The girls piled into the van and I explained to them that we were on a mission for alcohol, cheese and beans, and that they would just have to come along for the ride. They were so relieved that they didn’t have to walk home, they didn’t complain. We had the conversation about not being able to go to the grocery store because of the need for stronger alcohol as we pulled into the parking lot of the drugstore, and the 19 year old insisted on coming into the store with me. She too was apparently worried about her mother’s newly formed drinking problem. The younger two sat in the van and discussed the latest Percy Jackson novel.

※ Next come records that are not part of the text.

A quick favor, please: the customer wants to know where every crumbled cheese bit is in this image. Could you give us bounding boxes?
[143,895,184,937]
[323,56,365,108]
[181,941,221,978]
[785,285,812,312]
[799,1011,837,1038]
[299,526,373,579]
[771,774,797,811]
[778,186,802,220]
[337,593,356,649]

As we walked through the store, the 19 year old gestured toward the liquor department and said, “I think you’ll find it over there, Mom,” but I kept heading to the Health department at the back of the store. “Wait…,” she said slowly as she followed me. “What kind of alcohol were you looking for anyway?” Somehow I managed to keep a straight face and a casual demeanor, and just as I grabbed the bottle of 91% — the LAST one on a very empty shelf — I calmly said, “Rubbing.”
She hit me. She said some very ungenerous things as well. It was Mom-Win Number Two. I will be insufferable for at least a couple of days now.
Against all odds, we also found two cans of refried beans and a bag of shredded cheese at the drugstore. Which brought the Mom-Win Total to Three.
I sailed home, laughing all the way at the faces of the children when I showed them the bottle of rubbing alcohol. I plan to teach them the word “equivocation” tomorrow, so this will serve as a good example. It will also teach them about jumping to conclusions and the foolishness of thinking that their mother would have a drinking problem. Or at the very least, that if she had one, she would DISCUSS it with them and bring them along to purchase the booze. I think they sense this, because when I put the alcohol in the fridge to chill, no one took the opportunity to make the obvious comments.
The tacos were delicious, even more so because they were cooked in large part by the husband and the 14 year old. After dinner, the husband lit a fire in the fireplace and sat with me to watch the YouTube video about the DNA Extraction. (I think he is secretly a science teacher at heart. He loves all things scientific. He should be teaching my Biology classes, but he keeps insisting he has to show up at work. Pshh.)
We watched two perky scientists smash strawberries and carefully measure soap and salt and water into a bag. After which, they took a bottle of room temperature 70% rubbing alcohol and poured it directly into the middle of the cup of strawberry juice.
You see? You see? THIS is why I hate crafts and experiments.
And I still haven’t touched my strawberries. I have to get over The Great Disparity of The Directions And The Video first.
Incidentally, I looked up the green stick things that go in the lids at Starbucks to stop spills. I haven’t found an official term for them yet, but I have found that they are referred to, in the vernacular, as “little green sticks,” “splash sticks,” “little green stick with a wide bit at the end,” and my personal favorite, “little green swizzle stick-stoppers.” I also discovered that there are a good number of bloggers who can’t get over the irony of the color, considering how much extra plastic waste they represent, and feel the need to write about it with varying degrees of vitriol.
And also that someone has taken the reduce-reuse-recycle mantra to a whole new level and has made earrings out of them. I am not making this up.